New Farms and Families Exhibit Open
Imagine
looking up to see clouds of swarming insects landing in your fields, hungry, and
ready to devour anything in sight. Anoka
County’s farmers didn’t have to imagine it in the 1930’s
The hordes of grasshoppers were all too real.
The Great Depression of the
1930’s brought many challenges to the people of Anoka County, but farmers had
quite a few extra ones in the form of those pesky little ‘hoppers.
Grasshopper plagues tend to
run in cycles and the 1930’s were a high point for grasshoppers.
This was compounded by the conditions of the dust bowl.
Bird and rodent populations suffered during the years of drought and
fewer of them were around to eat enough grasshoppers to help control their
population.

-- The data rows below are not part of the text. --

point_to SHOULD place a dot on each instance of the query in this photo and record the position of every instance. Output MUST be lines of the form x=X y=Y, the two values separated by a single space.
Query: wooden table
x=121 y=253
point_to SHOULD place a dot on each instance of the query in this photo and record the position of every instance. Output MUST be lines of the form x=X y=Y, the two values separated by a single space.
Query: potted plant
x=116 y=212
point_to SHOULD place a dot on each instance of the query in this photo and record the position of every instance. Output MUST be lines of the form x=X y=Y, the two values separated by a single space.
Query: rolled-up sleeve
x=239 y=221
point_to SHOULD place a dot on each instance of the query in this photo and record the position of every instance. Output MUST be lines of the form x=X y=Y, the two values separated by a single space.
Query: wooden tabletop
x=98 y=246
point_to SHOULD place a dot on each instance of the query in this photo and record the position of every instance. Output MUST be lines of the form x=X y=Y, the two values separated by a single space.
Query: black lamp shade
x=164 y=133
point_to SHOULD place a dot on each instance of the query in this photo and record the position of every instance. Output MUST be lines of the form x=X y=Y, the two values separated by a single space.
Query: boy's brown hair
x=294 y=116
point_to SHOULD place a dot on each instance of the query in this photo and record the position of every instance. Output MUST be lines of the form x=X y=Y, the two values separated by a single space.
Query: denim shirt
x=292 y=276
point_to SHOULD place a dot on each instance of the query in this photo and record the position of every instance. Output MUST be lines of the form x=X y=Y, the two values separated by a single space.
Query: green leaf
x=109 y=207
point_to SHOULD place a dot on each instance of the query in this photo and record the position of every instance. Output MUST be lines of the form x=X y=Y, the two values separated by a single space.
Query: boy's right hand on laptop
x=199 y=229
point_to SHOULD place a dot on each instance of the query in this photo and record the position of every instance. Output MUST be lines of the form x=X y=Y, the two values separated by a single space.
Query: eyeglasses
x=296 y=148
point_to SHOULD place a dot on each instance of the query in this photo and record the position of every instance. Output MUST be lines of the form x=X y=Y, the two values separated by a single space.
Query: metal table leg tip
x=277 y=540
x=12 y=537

Drought also favors the grasshoppers in that some of the
natural diseases they are prone to are not as active in dry conditions.
Fewer diseases mean more grasshoppers laying more eggs, more hatching
into mature insects and fewer predators to threaten them.
More adults mean even more eggs—and the cycle goes on until there is a
“grasshopper plague.”
An average grasshopper can
eat more than half its body weight of green vegetation each day, so swarms of
them can devastate a field in a very short time.
Grasshoppers eat vegetable plants off completely to the ground.
Crops such as corn are stripped of leaves, killing the plant.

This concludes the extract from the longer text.